Big data is not just for the big boys
Analytics goes downmarket
Steps to Take Before Choosing a Business Continuity Partner
It may take a while but eventually any good technology embraced by large enterprises trickles its way down to small and mid-sized businesses in some appropriately modified and re-priced form.
It will be no different for modern business analytics tools. The time could be ripe for mid-range customers to start thinking about either modernising their data warehouses or data marts if they are lucky enough to have any, or come up with a plan to install a business analytics platforms if they don't.
One of the reasons for the success of Microsoft's SQL Server relational database a decade ago is that many of the customers buying the database – as much as a third of all sales by some estimates – wanted the relatively inexpensive SQL Server to set up an online analytical processing (OLAP) server.

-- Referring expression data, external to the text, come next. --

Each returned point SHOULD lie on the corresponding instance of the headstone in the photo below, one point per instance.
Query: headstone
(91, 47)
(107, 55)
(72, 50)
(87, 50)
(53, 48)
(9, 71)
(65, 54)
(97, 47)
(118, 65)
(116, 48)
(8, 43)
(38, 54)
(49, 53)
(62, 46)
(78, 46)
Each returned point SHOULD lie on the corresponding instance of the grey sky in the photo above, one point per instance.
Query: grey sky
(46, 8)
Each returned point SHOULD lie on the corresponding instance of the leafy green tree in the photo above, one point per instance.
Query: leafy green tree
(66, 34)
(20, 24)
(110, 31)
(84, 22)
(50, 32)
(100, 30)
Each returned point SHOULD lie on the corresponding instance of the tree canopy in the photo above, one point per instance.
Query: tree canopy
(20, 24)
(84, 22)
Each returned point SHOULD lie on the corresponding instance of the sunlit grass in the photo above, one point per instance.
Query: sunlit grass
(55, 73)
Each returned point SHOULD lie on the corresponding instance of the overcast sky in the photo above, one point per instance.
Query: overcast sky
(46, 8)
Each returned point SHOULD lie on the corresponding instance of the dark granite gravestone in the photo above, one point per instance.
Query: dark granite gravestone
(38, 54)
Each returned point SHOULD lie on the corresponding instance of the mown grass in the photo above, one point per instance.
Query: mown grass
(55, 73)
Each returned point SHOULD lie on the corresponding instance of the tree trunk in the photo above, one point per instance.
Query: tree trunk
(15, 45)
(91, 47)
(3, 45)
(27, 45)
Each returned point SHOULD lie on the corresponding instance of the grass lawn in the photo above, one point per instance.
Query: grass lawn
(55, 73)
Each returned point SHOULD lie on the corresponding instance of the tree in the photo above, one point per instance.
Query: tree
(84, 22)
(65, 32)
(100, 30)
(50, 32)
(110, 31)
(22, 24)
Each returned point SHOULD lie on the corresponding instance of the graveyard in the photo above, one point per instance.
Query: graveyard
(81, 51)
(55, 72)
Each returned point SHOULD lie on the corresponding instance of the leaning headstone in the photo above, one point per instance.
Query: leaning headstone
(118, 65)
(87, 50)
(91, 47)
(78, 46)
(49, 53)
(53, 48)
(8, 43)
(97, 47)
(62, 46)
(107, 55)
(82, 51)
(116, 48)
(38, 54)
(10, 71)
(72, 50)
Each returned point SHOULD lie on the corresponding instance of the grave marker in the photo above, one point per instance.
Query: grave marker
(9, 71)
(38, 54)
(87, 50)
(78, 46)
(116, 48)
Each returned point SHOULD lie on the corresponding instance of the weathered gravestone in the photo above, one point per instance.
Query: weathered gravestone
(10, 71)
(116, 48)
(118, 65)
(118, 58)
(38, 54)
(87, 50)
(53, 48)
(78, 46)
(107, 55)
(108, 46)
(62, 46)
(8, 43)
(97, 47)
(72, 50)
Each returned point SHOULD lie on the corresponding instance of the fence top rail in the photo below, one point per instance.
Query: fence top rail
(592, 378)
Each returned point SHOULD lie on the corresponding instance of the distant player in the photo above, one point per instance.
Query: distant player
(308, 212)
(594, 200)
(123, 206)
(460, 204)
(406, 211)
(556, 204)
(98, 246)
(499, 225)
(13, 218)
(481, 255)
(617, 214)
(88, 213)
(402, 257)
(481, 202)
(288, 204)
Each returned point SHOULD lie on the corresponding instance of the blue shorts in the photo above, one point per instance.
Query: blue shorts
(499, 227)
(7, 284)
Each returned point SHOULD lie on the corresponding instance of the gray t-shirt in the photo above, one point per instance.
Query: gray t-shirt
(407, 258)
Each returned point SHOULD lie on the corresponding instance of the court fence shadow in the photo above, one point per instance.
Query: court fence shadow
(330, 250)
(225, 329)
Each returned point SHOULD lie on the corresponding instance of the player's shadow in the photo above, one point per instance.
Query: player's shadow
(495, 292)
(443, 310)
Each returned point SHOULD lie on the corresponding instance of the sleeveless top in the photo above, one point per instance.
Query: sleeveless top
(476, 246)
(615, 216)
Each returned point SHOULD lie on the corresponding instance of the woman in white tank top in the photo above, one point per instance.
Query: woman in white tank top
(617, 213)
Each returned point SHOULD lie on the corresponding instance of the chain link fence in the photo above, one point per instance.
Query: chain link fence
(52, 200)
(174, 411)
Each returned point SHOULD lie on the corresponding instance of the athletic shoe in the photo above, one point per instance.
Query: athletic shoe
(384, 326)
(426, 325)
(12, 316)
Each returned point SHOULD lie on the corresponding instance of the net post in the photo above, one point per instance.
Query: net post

That initial OLAP server bundled in SQL Server 2005 opened up a new world of business intelligence.
Fast work
Today’s tools are not only much more sophisticated but are affordably priced for mid-market customers. The level of performance they offer gives these smaller companies what they need to compete in the global marketplace
Everybody is talking about big data these days, but the term is really a misnomer. Fast data is probably a better term. Companies of all sizes are wrestling with making sense of diverse structured, semi-structured and unstructured data sets to help them make quick decisions.
Dell, which does not usually get into markets if it doesn't think it can make a good profit, particularly from the small and medium businesses that it still peddles a lot of its gear to, is cooking up the Quickstart Data Warehouse Appliance. It is based on Dell’s new PowerEdge 12G servers and Microsoft's SQL Server 2012.
Dell says this will be the first data warehouse appliance out the door running the Denali SQL Server 2012. It will also depend on Dell's Boomi service for integrating transactional systems and other data sources into Quickstart.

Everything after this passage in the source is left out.